The monument boasts unlimited potential for anthropological and archaeological research. Since 1999, land managers have worked with Brigham Young University and Northern Arizona University on a series of excavations along the Escalante River canyon and uplands. Their work offers a better understanding of the time when Anasazi and Fremont cultures came in contact with each other just before both abandoned the area. The findings probably will provide the standard archaeological text for decades. Other projects include research of American Indians - including the Paiutes and Hopis - with a history in the monument.

Since 1999, wildlife biologists, working with the Utah Division of Wildlife Resources and the Foundation for North American Wild Sheep, have brought more than 100 pronghorn antelope and nearly 50 desert bighorn sheep to the monument to restore the populations. The pronghorn program has proved successful enough to allow limited hunting this year. Scientists also reintroduced several river otters last year in the Escalante River. Experts educate the public about native plants and test ways to battle invasive species. The Grand Staircase also offers a grand lab for the study of insects, especially a wide variety of beetles and more than 600 bee species.

A University of Utah geology professor has pioneered a groundwater theory on how so-called "Moqui marbles" may have been formed from the dissolution and reprecipitation of iron from Navajo sandstone.
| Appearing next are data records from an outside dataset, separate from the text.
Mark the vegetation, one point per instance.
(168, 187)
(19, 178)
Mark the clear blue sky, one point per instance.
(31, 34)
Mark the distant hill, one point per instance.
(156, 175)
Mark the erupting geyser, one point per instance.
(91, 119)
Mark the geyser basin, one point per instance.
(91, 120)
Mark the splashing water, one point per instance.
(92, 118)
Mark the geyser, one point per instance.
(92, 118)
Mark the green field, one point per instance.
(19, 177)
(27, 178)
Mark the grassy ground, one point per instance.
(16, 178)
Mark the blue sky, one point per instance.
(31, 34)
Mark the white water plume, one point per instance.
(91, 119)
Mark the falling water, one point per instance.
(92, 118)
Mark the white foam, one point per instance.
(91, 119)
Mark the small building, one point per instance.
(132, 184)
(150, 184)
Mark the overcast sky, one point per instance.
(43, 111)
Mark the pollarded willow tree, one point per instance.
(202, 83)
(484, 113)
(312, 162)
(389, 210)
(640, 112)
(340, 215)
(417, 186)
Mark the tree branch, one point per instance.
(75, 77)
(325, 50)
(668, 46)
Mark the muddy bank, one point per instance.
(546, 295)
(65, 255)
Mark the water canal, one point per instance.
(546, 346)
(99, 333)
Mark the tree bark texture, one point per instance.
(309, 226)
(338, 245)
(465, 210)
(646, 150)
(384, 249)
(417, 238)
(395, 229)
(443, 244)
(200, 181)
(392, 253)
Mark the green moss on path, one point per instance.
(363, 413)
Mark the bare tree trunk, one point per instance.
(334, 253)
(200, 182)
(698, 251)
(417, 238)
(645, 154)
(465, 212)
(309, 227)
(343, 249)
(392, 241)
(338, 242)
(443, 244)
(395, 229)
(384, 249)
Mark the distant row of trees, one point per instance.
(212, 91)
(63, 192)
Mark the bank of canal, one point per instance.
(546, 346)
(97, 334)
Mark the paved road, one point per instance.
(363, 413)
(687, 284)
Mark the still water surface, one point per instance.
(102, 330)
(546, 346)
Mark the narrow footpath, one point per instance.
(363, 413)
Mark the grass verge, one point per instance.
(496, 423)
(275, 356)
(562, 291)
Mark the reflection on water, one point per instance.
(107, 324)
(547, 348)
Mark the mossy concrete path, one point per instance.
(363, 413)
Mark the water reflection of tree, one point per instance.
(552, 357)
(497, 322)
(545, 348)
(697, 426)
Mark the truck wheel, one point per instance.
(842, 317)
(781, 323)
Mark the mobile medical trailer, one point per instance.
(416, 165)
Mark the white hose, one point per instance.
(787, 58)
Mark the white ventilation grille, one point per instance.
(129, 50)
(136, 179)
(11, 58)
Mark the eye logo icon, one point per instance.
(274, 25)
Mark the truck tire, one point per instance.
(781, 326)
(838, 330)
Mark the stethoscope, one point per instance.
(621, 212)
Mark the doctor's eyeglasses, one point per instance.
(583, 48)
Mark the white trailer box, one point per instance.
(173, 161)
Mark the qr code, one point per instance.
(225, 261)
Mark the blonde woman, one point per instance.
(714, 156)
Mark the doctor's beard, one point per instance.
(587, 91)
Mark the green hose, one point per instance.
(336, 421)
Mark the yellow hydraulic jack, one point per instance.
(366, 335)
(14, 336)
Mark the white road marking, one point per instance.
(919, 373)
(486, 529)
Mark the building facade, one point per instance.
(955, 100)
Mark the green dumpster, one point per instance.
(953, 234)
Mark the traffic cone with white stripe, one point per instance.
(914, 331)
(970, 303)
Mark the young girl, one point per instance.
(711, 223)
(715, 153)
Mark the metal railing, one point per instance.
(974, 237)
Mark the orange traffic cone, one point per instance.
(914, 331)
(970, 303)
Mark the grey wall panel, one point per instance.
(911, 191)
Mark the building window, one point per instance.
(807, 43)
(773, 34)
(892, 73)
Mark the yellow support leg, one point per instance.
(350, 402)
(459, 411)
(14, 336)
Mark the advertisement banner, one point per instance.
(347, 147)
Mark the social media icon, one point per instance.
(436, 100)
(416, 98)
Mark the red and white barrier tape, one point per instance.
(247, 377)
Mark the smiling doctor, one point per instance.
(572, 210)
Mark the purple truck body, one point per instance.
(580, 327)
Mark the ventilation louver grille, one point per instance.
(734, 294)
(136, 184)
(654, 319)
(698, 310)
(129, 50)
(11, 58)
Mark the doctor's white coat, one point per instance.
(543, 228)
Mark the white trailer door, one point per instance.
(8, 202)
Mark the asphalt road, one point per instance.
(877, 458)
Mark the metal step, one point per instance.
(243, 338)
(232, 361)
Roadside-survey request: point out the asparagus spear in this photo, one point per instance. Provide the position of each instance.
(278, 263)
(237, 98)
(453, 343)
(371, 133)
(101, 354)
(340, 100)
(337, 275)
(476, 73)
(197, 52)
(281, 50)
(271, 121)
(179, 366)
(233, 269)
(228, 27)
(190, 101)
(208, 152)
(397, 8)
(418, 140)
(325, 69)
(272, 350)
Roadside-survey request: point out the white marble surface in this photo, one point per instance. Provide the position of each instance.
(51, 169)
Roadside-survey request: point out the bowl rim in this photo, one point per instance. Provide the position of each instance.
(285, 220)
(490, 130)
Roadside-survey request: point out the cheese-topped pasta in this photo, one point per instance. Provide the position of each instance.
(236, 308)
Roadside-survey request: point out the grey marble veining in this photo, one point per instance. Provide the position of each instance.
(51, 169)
The process may explain similar formations discovered on Mars, which would suggest the presence of water on the Earth's neighboring planet.

Experts are unearthing a plethora of fossils, painting a more precise picture of North America during the late Jurassic period. The monument also boasts one of the most complete records of fossilized land vertebrate life from the Cretaceous. The Kaiparowits Basin Project in 2000 yielded fossils unique to the monument with some so well preserved they reveal skin impressions and claws. Six new dinosaur species have been identified and many new species of other animals from fish to mammals have surfaced. This year, the monument announced the discovery of a toothless oviraptor named Hagryphus giganteus, a cousin of the rapacious velociraptor.

Hydrologists, botanists and range conservationists rely on information from a groundbreaking soil survey. Crews check water quality at 25 locations and 20 stations track weather across the monument.